Harbour homes in on real estate
Harbour Asset Management has rolled out a new real estate PIE fund to give investors a defensive investment home.
Thursday, October 4th 2018, 8:08AM
Portfolio manager Shane Solly says the fund will invest in New Zealand and Australian real estate assets, and it has the ability to invest into other markets and even unlisted property.
Harbour has launched the fund as it expects a wider range of volatility in markets. It remains positive on company earning and equity markets, but wanted to offer investors a fund in a market where there will be less volatility.
The fund will be actively managed and there is the ability to add value in this area because of wide variance in returns from listed property securities.

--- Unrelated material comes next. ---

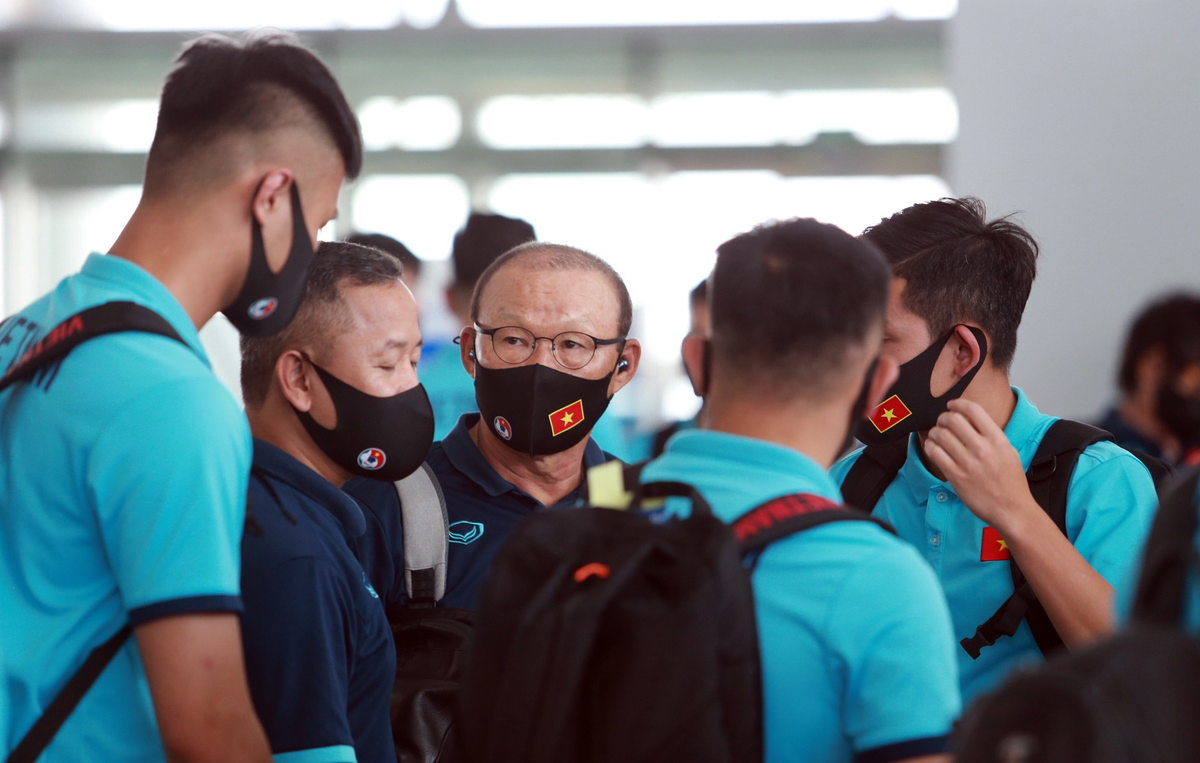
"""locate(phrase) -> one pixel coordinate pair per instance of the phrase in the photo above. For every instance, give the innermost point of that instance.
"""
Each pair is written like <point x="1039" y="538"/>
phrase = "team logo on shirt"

“Harbour’s research shows that listed real estate may not be the passive investment class that many investors think it is,” Solly says.
Solly says Harbour has done a lot of research around what drives returns in the property sector. While many people think it's interest rates the research shows there are periods of times when returns are driven by factors other than interest rates.
This divergence in return drivers means there is plenty of opportunity to add value through active management.
Solly says there is a perception that property performed pretty badly after the GFC, however he points out a lot of things have changed.
He says there still be cycles, but companies are better positioned with lower debt levels, and there is now a wider source of where they get debt, including bonds.
Dividend payouts are much more conservative than before the GFC, and companies have better governance.
The fund aims for sustainable income and growth.